Real-World Examples¶
You've learned the pieces. Here are five small projects that combine them.
1. Feature scaling for machine learning¶
In ML, you often need each feature on a comparable scale.
import numpy as np
rng = np.random.default_rng(0)
# Imagine 10 samples × 4 features
data = np.column_stack([
rng.integers(20, 60, size=10), # age
rng.normal(170, 8, size=10), # height_cm
rng.normal(70, 15, size=10), # weight_kg
rng.integers(20000, 200000, size=10), # income
])
print("raw data:")
print(data.round(1))
# Standardize each column to mean=0, std=1
mean = data.mean(axis=0)
std = data.std(axis=0)
scaled = (data - mean) / std
print("\nscaled:")
print(scaled.round(2))
print("\nmean(scaled):", scaled.mean(axis=0).round(3))
print("std (scaled):", scaled.std(axis=0).round(3))
That's exactly what sklearn.preprocessing.StandardScaler does — in 2 lines.

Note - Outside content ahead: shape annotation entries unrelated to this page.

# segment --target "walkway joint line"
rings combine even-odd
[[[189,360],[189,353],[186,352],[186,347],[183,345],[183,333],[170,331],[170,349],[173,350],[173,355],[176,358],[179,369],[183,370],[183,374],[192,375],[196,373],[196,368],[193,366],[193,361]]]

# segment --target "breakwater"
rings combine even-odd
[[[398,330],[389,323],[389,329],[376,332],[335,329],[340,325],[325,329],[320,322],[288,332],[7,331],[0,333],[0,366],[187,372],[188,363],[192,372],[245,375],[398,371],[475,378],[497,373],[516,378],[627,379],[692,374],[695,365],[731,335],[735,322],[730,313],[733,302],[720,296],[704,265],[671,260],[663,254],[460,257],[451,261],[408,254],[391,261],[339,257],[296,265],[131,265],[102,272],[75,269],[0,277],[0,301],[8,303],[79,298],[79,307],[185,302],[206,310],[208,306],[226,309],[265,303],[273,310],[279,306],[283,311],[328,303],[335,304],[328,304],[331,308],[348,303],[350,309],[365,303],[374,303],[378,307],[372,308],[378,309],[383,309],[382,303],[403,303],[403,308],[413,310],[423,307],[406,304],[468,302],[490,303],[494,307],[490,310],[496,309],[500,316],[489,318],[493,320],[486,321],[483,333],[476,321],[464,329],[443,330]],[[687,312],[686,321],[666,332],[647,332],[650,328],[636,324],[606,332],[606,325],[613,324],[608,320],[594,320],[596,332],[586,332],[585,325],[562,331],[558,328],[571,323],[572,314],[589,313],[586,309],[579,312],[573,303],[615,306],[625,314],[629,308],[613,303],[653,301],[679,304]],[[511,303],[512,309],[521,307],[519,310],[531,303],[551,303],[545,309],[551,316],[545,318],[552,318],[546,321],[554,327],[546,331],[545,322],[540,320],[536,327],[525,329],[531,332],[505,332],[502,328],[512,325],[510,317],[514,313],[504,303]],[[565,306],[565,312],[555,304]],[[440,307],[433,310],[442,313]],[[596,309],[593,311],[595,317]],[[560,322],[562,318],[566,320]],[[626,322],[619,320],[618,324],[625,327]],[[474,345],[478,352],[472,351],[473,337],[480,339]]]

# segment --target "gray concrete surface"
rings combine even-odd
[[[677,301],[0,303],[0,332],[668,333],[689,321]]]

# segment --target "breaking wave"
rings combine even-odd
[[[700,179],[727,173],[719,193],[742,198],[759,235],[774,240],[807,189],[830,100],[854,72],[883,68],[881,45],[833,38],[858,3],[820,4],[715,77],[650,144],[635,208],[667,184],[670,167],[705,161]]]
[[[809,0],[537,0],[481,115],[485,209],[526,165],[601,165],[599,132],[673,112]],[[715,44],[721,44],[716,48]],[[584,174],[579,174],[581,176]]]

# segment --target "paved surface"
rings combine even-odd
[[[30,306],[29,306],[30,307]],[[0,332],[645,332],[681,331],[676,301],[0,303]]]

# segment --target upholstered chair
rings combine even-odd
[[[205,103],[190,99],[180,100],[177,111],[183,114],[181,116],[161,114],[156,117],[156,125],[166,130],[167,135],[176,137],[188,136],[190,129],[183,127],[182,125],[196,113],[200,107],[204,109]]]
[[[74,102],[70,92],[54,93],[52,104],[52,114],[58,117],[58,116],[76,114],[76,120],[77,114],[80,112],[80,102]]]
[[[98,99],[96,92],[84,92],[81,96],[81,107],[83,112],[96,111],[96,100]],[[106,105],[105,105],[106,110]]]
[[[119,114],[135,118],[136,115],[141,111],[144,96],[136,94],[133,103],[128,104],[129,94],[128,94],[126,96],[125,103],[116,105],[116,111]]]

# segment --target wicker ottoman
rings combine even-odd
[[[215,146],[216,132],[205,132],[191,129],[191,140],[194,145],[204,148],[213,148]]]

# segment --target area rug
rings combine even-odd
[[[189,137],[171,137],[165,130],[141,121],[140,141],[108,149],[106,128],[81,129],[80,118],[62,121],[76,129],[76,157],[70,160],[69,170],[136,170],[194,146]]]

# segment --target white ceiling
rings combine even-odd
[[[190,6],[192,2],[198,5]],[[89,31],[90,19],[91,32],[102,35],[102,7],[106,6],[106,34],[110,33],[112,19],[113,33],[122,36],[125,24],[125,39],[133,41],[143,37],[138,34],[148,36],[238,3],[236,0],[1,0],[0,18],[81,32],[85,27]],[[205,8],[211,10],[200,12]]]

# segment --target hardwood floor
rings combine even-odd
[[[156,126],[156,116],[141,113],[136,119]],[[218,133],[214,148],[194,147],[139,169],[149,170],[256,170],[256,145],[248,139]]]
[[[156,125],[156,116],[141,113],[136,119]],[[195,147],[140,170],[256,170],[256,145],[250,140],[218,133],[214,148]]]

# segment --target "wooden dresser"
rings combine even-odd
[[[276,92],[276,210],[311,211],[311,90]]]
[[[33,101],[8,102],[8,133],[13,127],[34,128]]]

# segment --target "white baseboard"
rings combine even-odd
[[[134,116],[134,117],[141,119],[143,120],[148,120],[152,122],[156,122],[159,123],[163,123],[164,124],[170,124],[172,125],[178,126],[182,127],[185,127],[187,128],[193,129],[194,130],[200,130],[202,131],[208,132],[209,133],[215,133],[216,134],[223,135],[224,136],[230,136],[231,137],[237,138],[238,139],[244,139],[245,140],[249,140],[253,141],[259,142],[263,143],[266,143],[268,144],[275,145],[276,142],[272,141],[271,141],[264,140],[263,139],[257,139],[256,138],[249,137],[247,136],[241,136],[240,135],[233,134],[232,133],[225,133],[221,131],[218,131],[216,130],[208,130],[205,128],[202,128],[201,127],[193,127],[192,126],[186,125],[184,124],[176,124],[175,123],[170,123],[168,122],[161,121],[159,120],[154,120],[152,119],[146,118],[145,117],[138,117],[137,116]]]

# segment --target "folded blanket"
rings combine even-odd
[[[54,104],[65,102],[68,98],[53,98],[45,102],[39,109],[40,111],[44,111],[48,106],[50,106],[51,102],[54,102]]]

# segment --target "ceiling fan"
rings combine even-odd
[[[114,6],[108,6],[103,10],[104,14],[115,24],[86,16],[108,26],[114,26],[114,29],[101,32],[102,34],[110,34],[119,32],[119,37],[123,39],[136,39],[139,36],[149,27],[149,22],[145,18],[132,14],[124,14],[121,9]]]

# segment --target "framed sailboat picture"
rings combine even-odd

2. K-means clustering — from scratch¶
A famous unsupervised algorithm in ~20 lines:
import numpy as np
rng = np.random.default_rng(42)
# Generate 3 blobs of 2D points
centers_true = np.array([[0, 0], [5, 5], [-5, 4]])
points = np.vstack([
centers_true[i] + rng.normal(0, 1, size=(30, 2))
for i in range(3)
])
# Initialize 3 centroids randomly
k = 3
centroids = points[rng.choice(len(points), k, replace=False)]
# Iterate
for step in range(15):
# Assign each point to the nearest centroid
distances = np.linalg.norm(points[:, None, :] - centroids[None, :, :], axis=2)
labels = distances.argmin(axis=1)
# Move each centroid to the mean of its assigned points
new_centroids = np.array([points[labels == j].mean(axis=0) for j in range(k)])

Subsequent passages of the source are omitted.